記事には載っていないので定かではありませんが、いじめや人間関係の不和があったというわけではなさそうで、本人にも大学へ行こうと思えない理由がわからないそう。

さて、話は冒頭に戻りますが、私の周囲で大学を辞めていった面々の事情は様々です。留年が決まって学費を払える見通しが無い、というものが多数派。表面だけくみ取るとそうなりますが、そもそもなぜ留年が決まったのかと言えば、他にやりたいことがあってそちらに熱中した結果、大学へ行っている時間が無かった、という人が多いように思います。

そういう人たちでも辞めるときは多かれ少なかれ大変な思いをしていましたが、一度退路を断った後はそれぞれ活き活きしていました。大学を辞めて生活できなくなっていたり、まして死んでしまった人は、私の周囲には今のところいません。みんななんとか生きてます。

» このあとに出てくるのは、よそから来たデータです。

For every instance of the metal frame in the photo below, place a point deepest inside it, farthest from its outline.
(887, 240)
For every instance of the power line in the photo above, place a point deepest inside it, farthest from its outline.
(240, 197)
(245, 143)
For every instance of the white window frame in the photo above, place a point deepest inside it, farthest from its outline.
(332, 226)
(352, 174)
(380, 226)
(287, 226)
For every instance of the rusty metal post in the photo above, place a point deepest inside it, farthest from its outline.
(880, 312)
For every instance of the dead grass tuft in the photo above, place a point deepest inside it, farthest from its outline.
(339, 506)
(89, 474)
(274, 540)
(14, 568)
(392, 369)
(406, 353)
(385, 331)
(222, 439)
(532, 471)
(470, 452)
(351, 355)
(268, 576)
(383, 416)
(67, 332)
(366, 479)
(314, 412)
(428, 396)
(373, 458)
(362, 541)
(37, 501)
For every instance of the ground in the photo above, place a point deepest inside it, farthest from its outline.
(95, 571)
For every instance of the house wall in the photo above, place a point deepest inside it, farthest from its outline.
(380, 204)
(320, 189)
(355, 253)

それは、各々やりたいことを見つけて、そのために生きているからだと思うのです。

この記事を読んでいる方の中で、今大学生という方はどれくらいいらっしゃるでしょうか。何がしたくて、その学校を選びましたか。今していることが楽しいですか。大学の勉強以外で、何か興味のあることがありますか。

大学って、何を勉強する学校なんでしょうか。なぜ小学校や中学校のように、「義務」教育とは呼ばれないのでしょう。暇にしようと思えば限りなく時間があり、忙しくしようと思えば全く足りない4年間は、何に使う4年間なのでしょう。志望校だ、受験だと言っていた高校3年生のあのとき、あなたが目指していたものは何ですか。そこに「大学」って本当に必要でしたか。

学力低下が騒がれ、あげく文系学部の存在意義まで問われ始めている昨今。「大学」という機関が何を意図してつくられたものなのか、そして自分にそれが本当に必要か。回答は人それぞれになると思いますが、大学進学が一般的と言われるようになった今だからこそ、もう一度考えてみてほしいのです。